Keratoconjunctivitis Sicca In Dogs

Keratoconjunctivitis siccaKCS.

Or, dry eye, as it’s commonly known.

Broken down, the first word refers to the parts of the eye usually affected in the condition. “Kerato” refers to the cornea, or clear part of the eye. “Conjunct” refers to the conjunctiva, the thin tissue that covers and protects the rest of the eye. “Itis,” as we’ve discussed previously, means inflammation. “Sicca” refers to dryness.

A normal tear film in dogs consists of three layers, much like a sandwich. On the outside and inside of the sandwich is two different types of mucus. The inner layer is serous, or watery. The serous layer makes up the bulk of the volume and provides lubrication as well as immune system products that protect the health of the eyes.

KCS results in a loss of serous tear production due to an immune system invasion of the tear glands. Both kinds of mucus continue to be produced in normal quantities.

One of the first complaints from pet owners in a KCS patient is that there is “sleep” or “goop” in the eyes all of the time. This occurs because one of the serous layer’s jobs is to wash away the two kinds of mucus. With nothing to wash it away, the mucus simply builds up.

Another common sign is itchiness of the eyes, which, being dry, hurt with every blink.

Tear production in dogs is measured by the Schirmer Tear Test (STT). A special standardized paper is introduced between the lower lid and eyeball and tears are allowed to move down the paper by capillary action for one minute. Schirmer tear strips are calibrated in millimeters (mm) and normal tear production is between 14 and 20 mm production in 60 seconds. Practically speaking, some patients become symptomatic even in the 15-18 mm range.

The most common form of KCS occurs when the body’s immune system causes an infiltration of plasmacytes and lymphocytes into tear glands, resulting in a progressively diminishing tear flow.

Certain medications, especially those in the sulfonamide family and some non-steroidal antiinflammatory drugs (NSAIDS) can also result in KCS.

Patients with low thyroid function are also likely to experience KCS.

Some systemic diseases can trigger an attack on the tear glands, as can neurological conditions. Surgery that damages nerves to the area can be a cause, as can surgical removal of the gland of the third eyelid, which is responsible for a significant portion of the serous tear film. Thirty years ago it was common to remove this gland when it prolapsed, causing a condition colloquially known as “cherry eye.” Now a better surgical procedure is used that “buries” the gland below the lid margin but allows its tear production to continue to flow onto the globe (eyeball).
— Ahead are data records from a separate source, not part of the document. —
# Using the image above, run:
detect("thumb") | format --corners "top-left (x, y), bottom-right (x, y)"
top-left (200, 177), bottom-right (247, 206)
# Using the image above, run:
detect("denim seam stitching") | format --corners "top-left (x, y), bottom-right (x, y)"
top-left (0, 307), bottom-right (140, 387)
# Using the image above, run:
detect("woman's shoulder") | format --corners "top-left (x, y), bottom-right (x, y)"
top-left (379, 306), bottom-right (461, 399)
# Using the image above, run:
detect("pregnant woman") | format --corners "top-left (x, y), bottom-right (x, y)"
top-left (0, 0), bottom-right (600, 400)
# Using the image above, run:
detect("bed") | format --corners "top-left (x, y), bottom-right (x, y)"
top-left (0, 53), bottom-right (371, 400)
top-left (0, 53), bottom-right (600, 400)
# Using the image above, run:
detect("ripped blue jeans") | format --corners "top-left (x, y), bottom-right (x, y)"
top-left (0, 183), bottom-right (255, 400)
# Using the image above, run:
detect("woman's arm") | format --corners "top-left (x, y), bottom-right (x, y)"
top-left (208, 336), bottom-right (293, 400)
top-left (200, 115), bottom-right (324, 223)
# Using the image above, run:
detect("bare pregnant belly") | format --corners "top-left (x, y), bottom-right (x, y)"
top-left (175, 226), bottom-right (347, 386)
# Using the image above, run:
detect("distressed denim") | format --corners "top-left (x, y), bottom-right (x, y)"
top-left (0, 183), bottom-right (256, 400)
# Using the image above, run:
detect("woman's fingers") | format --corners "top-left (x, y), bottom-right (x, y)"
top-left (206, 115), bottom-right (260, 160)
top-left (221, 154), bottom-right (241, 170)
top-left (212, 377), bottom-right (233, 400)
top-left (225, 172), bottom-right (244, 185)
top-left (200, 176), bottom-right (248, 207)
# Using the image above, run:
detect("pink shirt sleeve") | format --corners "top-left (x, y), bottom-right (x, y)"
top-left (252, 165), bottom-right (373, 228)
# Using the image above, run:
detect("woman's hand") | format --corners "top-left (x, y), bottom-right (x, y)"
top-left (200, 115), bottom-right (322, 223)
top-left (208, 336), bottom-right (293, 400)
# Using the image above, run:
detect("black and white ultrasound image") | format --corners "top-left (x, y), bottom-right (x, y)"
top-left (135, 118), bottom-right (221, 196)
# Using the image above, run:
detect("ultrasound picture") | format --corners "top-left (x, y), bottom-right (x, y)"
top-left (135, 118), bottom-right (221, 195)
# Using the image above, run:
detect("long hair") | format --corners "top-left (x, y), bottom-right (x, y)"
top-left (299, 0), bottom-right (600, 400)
Certain breeds are predisposed to the condition, including the West Highland White terrier, cocker spaniel, bulldog and Lhasa apso. Females are overrepresented.

Sequella include pain, infections, pigmentation of the cornea and blindness. Being an “itis” disease, the body feels obligated to respond to the inflammation, just as it would if you had chronic inflammation on the back of your hand from a nervous habit that made you rub your hand constantly. A defense mechanism of the body is to instill pigment as a protective agent. Eventually the entire cornea may be blacked out, resulting in a total loss of vision.

Treatment usually takes the form of immune system modulating drugs applied topically to both eyes twice daily. There are two medications commonly used.

In people, it is common to use “punctal plugs,” tiny stoppers that prevent tears from exiting the eye through the lower puncta, or drainage hole in the eyelid. I inquired of Dr. Laurence Galle, ACVO, board-certified veterinary ophthalmologist why they are not used in dogs. “There’s really no ‘contraindication’ for them, they just aren’t really applicable to dogs as they are for humans. Most human “Dry Eye” is not nearly as severe as most of our KCS patients. You’ve got to have some tear production for punctal plugs to be effective. Most [KCS] dogs have very little tear production. Combine this with the expense of application, their need for reapplication (each with sedation or anesthesia), etc. and they just aren’t very marketable. Thus, no company has really tried to research the sizes, materials, etc. for punctal plugs in dogs.”

KCS is a condition with a good prognosis in most cases, although it requires regular followup visits to your pet’s doctor, slightly expensive medication and twice-daily therapy for life. Turn your back on this condition and your pet could lose his vision.